La commedia perfetta è servita. La risata ora diventa “per” e “con” il Duce. Specchio di uno strapiombo morale possibilista schiavo del nostro refrain quotidiano del “ma quando c’era lui”, condito con le bonifiche e i treni in orario. Roba che nel testo del film abilmente non viene inclusa ma sotterraneamente evocata in quelle interviste raccapriccianti in mezzo alla strada, come nel senso di alcune folgoranti battute truci sui migranti del Mussolini show, o anche nelle risposte riservate alle mille interviste concesse ai talk che il nuovo protagonista comico/politico offre in pasto al vero Mentana o al vero Cattelan di turno (“Che paese ha trovato al suo ritorno?”, e lui: “La Rhodesia settentrionale e se non ha capito bene dico il Congo, la Nigeria”) per far schizzare gli ascolti oltre ogni record precedente. Inutile però fare il confronto con l’originario Hitler di Lui è tornato, diretto da David Wdendt e tratto dal libro di Timur Vermes. Tre quarti di trama può sovrapporsi come carta carbone, soprattutto nel turning point del cagnetto ucciso dal Fuhrer, qui da Mussolini. Solo che oltre a distanziarsi oggettivamente dall’originale nell’ultima parte di film, Miniero e Guaglianone aggiornano la struttura generale al caso particolare Italia, con una manciata di tormentoni riusciti (“sembra Bisio”) riferiti pure ad un certo milieu cinefilo (“vincerò Berlino o al massimo Locarno”), e una disgraziata peculiarità storica italiana con cui punteggiano l’intero testo dall’inizio alla fine senza mai cadere nel didascalico. Aiuta, in questo senso, la chimica straordinaria della coppia comica protagonista: Frank Matano e Massimo Popolizio. Il primo è un corpo molle, vittima burrosa e strattonata del corso degli eventi.
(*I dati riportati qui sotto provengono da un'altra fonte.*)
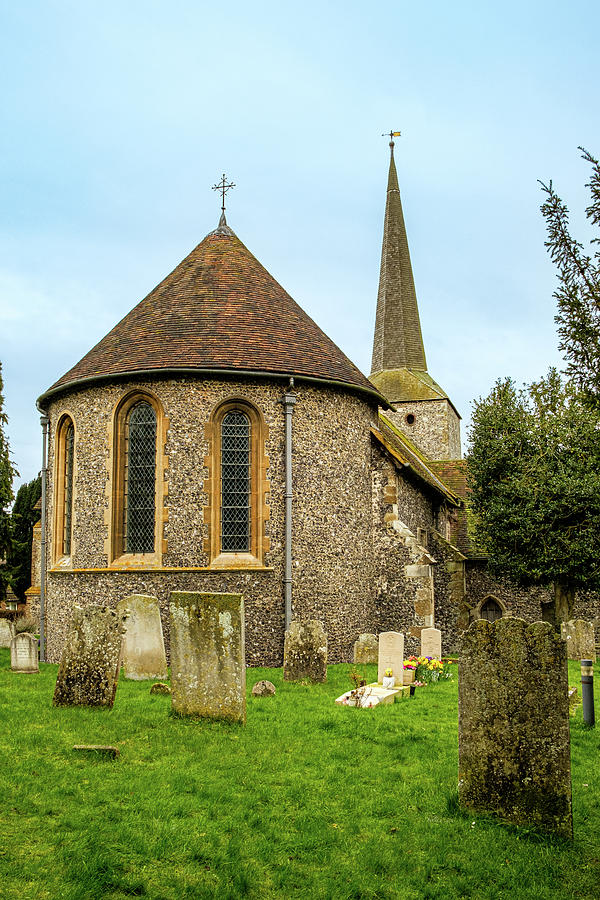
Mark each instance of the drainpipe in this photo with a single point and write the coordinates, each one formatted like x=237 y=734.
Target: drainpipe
x=288 y=407
x=44 y=422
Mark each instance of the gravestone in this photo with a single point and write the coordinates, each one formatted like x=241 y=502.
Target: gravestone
x=431 y=642
x=89 y=668
x=580 y=638
x=391 y=656
x=7 y=631
x=513 y=738
x=144 y=655
x=305 y=652
x=366 y=649
x=208 y=663
x=24 y=653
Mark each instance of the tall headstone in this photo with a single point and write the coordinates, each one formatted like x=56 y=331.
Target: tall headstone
x=7 y=632
x=89 y=668
x=431 y=642
x=513 y=725
x=24 y=653
x=580 y=637
x=305 y=652
x=366 y=649
x=143 y=643
x=208 y=663
x=391 y=655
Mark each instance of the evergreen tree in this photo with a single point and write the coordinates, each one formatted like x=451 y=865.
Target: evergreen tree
x=7 y=472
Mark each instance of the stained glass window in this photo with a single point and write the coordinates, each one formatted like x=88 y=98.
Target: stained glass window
x=140 y=477
x=235 y=482
x=69 y=448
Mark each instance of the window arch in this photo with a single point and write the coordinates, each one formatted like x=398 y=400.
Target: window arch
x=237 y=487
x=137 y=487
x=65 y=483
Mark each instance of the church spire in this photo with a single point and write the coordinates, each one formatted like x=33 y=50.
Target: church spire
x=398 y=342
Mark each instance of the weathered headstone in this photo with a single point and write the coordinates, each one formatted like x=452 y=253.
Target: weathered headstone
x=391 y=656
x=7 y=631
x=24 y=653
x=580 y=638
x=88 y=673
x=366 y=649
x=144 y=655
x=513 y=738
x=208 y=663
x=305 y=652
x=431 y=642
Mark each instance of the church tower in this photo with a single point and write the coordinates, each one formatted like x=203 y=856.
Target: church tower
x=422 y=409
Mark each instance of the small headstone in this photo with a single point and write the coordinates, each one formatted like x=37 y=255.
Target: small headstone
x=391 y=656
x=24 y=653
x=263 y=689
x=580 y=638
x=7 y=631
x=513 y=737
x=208 y=664
x=431 y=642
x=88 y=673
x=143 y=643
x=366 y=649
x=305 y=652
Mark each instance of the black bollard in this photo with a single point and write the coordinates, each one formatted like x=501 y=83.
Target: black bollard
x=587 y=691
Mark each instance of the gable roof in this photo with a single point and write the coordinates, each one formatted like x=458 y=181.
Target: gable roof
x=218 y=311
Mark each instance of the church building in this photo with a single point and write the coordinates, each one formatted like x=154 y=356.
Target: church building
x=217 y=440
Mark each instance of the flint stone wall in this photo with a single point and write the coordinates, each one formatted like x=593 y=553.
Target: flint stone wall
x=514 y=743
x=143 y=652
x=305 y=652
x=208 y=665
x=88 y=673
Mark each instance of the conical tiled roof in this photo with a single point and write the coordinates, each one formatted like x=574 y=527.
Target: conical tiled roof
x=219 y=310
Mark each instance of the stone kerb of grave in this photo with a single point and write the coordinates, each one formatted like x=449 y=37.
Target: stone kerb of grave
x=24 y=653
x=89 y=668
x=513 y=739
x=7 y=632
x=391 y=656
x=305 y=652
x=208 y=663
x=580 y=637
x=431 y=643
x=366 y=649
x=144 y=655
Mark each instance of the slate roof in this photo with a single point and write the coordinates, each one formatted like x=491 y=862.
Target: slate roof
x=218 y=310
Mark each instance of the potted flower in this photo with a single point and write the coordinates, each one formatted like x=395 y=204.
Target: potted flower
x=389 y=681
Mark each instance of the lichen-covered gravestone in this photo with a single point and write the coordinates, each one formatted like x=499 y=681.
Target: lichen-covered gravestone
x=208 y=663
x=513 y=725
x=88 y=673
x=391 y=655
x=24 y=653
x=305 y=652
x=431 y=642
x=366 y=649
x=143 y=643
x=580 y=637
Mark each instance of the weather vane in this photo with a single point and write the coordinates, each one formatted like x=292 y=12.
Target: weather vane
x=223 y=187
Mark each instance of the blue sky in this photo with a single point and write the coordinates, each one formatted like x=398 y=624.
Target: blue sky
x=118 y=117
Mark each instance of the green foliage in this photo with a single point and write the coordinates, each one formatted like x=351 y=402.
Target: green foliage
x=23 y=518
x=308 y=800
x=7 y=472
x=534 y=473
x=578 y=294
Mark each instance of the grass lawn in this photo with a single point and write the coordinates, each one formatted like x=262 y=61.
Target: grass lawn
x=308 y=800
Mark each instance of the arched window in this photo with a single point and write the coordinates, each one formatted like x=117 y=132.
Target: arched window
x=64 y=469
x=139 y=501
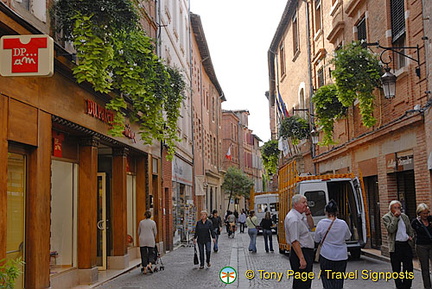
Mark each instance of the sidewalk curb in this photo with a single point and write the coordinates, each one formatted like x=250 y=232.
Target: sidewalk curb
x=375 y=256
x=387 y=259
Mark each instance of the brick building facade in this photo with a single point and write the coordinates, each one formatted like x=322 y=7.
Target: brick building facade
x=207 y=123
x=392 y=156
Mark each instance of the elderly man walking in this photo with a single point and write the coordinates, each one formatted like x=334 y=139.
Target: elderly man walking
x=400 y=241
x=298 y=223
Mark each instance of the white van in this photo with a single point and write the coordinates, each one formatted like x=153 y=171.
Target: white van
x=264 y=203
x=347 y=194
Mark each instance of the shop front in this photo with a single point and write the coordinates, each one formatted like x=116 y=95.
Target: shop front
x=73 y=194
x=182 y=201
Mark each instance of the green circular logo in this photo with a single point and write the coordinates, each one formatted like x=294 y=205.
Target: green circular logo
x=228 y=275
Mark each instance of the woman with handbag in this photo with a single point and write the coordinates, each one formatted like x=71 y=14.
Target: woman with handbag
x=204 y=233
x=147 y=232
x=266 y=224
x=422 y=225
x=251 y=223
x=331 y=233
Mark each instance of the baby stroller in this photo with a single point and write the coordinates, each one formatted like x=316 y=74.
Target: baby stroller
x=231 y=229
x=157 y=265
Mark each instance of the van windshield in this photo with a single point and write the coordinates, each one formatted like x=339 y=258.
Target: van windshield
x=316 y=202
x=343 y=193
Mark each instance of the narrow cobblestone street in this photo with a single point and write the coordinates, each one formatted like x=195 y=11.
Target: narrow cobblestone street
x=181 y=273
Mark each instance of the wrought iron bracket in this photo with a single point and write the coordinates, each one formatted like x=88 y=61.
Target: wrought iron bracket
x=396 y=49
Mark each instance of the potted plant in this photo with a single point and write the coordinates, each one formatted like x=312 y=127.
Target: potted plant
x=9 y=271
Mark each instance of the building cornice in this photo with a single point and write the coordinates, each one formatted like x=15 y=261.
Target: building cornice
x=198 y=31
x=390 y=128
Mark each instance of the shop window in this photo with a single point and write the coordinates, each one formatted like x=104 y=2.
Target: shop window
x=16 y=195
x=63 y=215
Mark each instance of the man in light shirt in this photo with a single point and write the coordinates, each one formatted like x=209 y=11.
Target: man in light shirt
x=400 y=237
x=298 y=223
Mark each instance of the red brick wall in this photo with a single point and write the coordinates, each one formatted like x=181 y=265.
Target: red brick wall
x=167 y=201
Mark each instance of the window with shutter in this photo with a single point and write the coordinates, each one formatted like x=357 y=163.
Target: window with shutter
x=361 y=30
x=320 y=76
x=295 y=33
x=397 y=18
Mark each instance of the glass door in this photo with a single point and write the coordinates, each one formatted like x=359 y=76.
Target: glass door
x=16 y=195
x=101 y=222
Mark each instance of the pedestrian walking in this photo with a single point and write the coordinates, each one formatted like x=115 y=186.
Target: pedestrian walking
x=251 y=222
x=331 y=233
x=266 y=224
x=230 y=221
x=422 y=226
x=147 y=232
x=217 y=226
x=400 y=240
x=242 y=220
x=204 y=233
x=298 y=223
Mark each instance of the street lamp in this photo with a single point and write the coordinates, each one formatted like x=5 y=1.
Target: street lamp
x=314 y=136
x=388 y=81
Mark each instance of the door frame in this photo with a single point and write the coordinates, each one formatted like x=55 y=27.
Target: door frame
x=102 y=220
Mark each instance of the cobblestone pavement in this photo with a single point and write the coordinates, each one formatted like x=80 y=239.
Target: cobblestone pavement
x=181 y=273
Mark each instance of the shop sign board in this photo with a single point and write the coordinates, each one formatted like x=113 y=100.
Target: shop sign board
x=26 y=55
x=400 y=161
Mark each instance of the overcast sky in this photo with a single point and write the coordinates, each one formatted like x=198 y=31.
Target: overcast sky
x=239 y=33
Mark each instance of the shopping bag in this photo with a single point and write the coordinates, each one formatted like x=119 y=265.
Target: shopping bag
x=318 y=252
x=196 y=262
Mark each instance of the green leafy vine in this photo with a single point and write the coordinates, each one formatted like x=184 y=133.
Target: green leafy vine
x=328 y=108
x=357 y=73
x=117 y=57
x=294 y=127
x=270 y=156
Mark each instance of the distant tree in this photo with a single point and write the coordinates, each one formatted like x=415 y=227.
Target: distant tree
x=236 y=184
x=270 y=156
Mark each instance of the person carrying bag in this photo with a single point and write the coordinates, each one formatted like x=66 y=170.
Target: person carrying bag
x=196 y=261
x=318 y=251
x=332 y=255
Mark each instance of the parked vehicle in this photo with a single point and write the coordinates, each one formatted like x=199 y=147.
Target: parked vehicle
x=264 y=202
x=345 y=189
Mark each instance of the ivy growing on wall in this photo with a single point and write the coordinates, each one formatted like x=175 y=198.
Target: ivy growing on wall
x=328 y=108
x=270 y=156
x=357 y=73
x=116 y=57
x=294 y=127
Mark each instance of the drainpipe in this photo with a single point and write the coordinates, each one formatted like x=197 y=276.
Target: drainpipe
x=311 y=88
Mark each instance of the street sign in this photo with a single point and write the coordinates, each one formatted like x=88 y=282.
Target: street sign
x=26 y=55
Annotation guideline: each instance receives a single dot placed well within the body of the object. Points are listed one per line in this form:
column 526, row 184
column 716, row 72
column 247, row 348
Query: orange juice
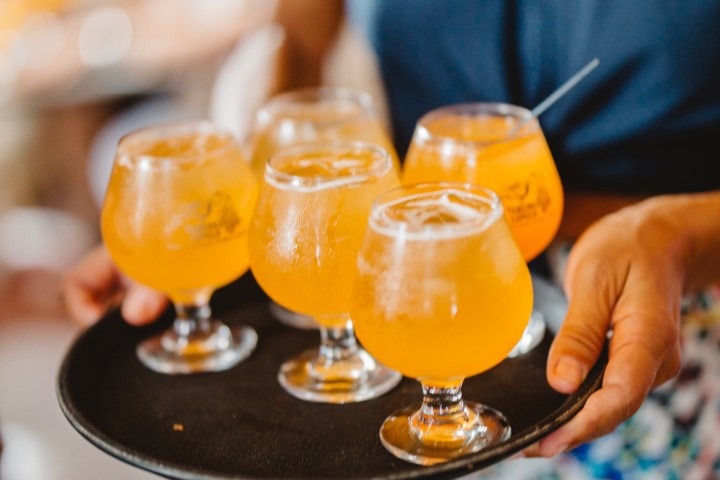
column 311, row 214
column 312, row 116
column 442, row 290
column 468, row 146
column 177, row 212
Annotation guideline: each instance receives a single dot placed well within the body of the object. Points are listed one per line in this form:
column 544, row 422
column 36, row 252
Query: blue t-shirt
column 647, row 120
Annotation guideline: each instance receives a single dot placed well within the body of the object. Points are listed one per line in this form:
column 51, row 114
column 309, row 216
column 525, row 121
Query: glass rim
column 154, row 132
column 380, row 222
column 289, row 181
column 273, row 110
column 496, row 109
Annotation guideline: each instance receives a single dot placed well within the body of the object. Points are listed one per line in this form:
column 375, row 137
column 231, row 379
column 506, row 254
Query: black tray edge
column 451, row 469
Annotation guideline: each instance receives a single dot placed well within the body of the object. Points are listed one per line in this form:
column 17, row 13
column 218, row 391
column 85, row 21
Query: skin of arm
column 627, row 273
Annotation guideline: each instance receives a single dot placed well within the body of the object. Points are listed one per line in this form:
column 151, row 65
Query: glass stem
column 443, row 420
column 191, row 320
column 442, row 404
column 337, row 344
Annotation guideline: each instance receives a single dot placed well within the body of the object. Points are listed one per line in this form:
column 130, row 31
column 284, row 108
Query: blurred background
column 75, row 75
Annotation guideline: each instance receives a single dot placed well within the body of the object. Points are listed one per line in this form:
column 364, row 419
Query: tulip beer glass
column 313, row 115
column 501, row 147
column 306, row 231
column 442, row 293
column 175, row 218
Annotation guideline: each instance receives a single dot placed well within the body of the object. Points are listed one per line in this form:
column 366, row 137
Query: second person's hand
column 94, row 285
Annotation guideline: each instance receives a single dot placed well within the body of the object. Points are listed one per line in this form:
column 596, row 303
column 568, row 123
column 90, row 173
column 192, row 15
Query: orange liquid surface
column 311, row 123
column 179, row 225
column 304, row 241
column 441, row 309
column 520, row 170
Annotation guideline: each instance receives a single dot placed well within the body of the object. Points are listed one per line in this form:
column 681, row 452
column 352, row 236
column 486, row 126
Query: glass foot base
column 404, row 441
column 532, row 336
column 292, row 319
column 349, row 380
column 224, row 348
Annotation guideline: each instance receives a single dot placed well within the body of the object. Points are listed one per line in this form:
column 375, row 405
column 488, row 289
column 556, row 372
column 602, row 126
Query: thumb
column 580, row 340
column 142, row 304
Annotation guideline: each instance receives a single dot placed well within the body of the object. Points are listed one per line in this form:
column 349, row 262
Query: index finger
column 91, row 286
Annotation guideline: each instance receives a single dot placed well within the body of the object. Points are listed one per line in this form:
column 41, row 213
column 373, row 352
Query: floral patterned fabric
column 676, row 432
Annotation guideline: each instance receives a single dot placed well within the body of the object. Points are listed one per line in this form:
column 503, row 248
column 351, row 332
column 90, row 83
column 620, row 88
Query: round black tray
column 240, row 424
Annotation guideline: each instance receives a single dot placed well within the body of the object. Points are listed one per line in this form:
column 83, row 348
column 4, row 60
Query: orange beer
column 177, row 211
column 315, row 115
column 480, row 144
column 309, row 222
column 442, row 290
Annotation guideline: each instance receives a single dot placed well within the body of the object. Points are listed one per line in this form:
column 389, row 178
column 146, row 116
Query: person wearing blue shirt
column 634, row 143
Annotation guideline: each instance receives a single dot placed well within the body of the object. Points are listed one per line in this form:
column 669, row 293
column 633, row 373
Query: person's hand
column 94, row 285
column 626, row 275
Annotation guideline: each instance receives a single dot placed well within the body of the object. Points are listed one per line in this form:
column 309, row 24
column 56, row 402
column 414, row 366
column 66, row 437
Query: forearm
column 699, row 216
column 682, row 227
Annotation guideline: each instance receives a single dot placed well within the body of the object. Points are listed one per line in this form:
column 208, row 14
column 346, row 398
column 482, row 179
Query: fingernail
column 569, row 373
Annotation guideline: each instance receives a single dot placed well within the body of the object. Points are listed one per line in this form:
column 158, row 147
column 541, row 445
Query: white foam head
column 436, row 214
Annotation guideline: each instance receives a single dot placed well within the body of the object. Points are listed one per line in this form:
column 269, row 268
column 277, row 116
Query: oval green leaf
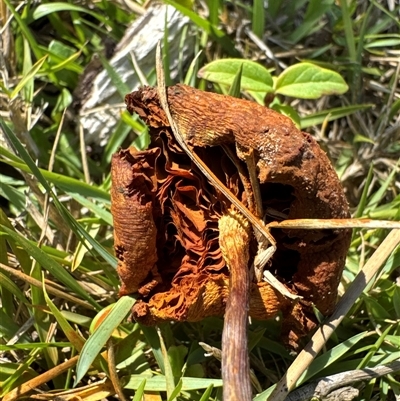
column 254, row 77
column 309, row 81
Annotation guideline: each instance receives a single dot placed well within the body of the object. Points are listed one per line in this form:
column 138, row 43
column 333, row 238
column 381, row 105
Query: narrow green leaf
column 73, row 224
column 58, row 344
column 76, row 339
column 176, row 392
column 218, row 35
column 140, row 391
column 363, row 200
column 309, row 81
column 258, row 18
column 234, row 90
column 207, row 394
column 288, row 111
column 331, row 114
column 10, row 286
column 96, row 341
column 329, row 357
column 44, row 9
column 51, row 265
column 158, row 383
column 122, row 88
column 255, row 77
column 26, row 78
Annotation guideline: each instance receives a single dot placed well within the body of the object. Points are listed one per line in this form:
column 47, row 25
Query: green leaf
column 66, row 215
column 331, row 114
column 207, row 394
column 219, row 36
column 140, row 391
column 158, row 383
column 53, row 7
column 96, row 341
column 76, row 339
column 287, row 111
column 255, row 77
column 309, row 81
column 51, row 265
column 330, row 357
column 27, row 78
column 258, row 18
column 234, row 91
column 176, row 392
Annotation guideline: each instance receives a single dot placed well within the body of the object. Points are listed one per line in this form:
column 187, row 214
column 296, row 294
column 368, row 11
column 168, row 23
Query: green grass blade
column 97, row 340
column 234, row 90
column 28, row 77
column 51, row 265
column 140, row 391
column 73, row 224
column 258, row 18
column 331, row 114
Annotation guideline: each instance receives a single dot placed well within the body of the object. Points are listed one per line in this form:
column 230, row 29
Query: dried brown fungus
column 166, row 213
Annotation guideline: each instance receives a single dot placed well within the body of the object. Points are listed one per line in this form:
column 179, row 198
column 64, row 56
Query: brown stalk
column 234, row 238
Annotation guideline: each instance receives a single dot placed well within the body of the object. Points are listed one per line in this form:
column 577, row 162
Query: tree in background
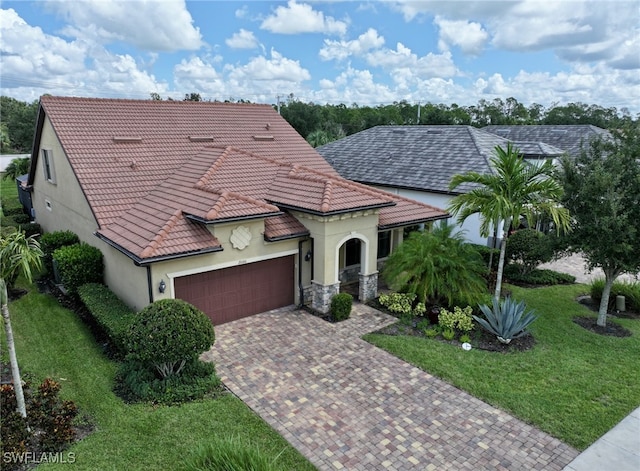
column 602, row 192
column 16, row 168
column 19, row 255
column 514, row 189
Il secondo, felice intuizione generale del progetto, fa rivivere il Duce non tanto in un’esasperata mimetizzazione tutta trucchi e silicone (alla Gary Oldman per Churchill ne L’ora più buia, per intendersi) ma ne riattualizza l’idea generale, la presenza sinistra, rievocandone mirabilmente la retorica dei tratti distintivi (postura e linguaggio) con la sintesi suprema della silhouette di spalle a figura intera con nuca rasata gorillesca che talvolta sbatte contro l’obiettivo della macchina da presa. Così pur nella critica al solito meccanismo televisivo del cieco consenso di massa eterodiretto, è il ribaltamento dell’equilibrio della coppia di protagonisti a darci lo schiaffo che ci meritiamo. Ridere per un’ora e sentirsi improvvisamente in colpa. Non facciamo spoiler, ma l’ombra mefitica del passato criminale di Mussolini emerge storicamente per quello che è, senza sconto alcuno. Così il corteo d’epoca del Duce riabilitato dal pubblico televisivo tra le strade della Roma antica, braccia alzate per divertimento, pugni chiusi per sfregio e qualche corna, Emilio Fede che osserva ammirato e Gianni Alemanno che svicola dietro una colonna, assume le sembianze sinistre di un morbo dell’orrore che fa davvero spavento. Dal riso di gusto all’attonito stupore: come in una commedia riuscita dei grandi maestri del cinema italiano.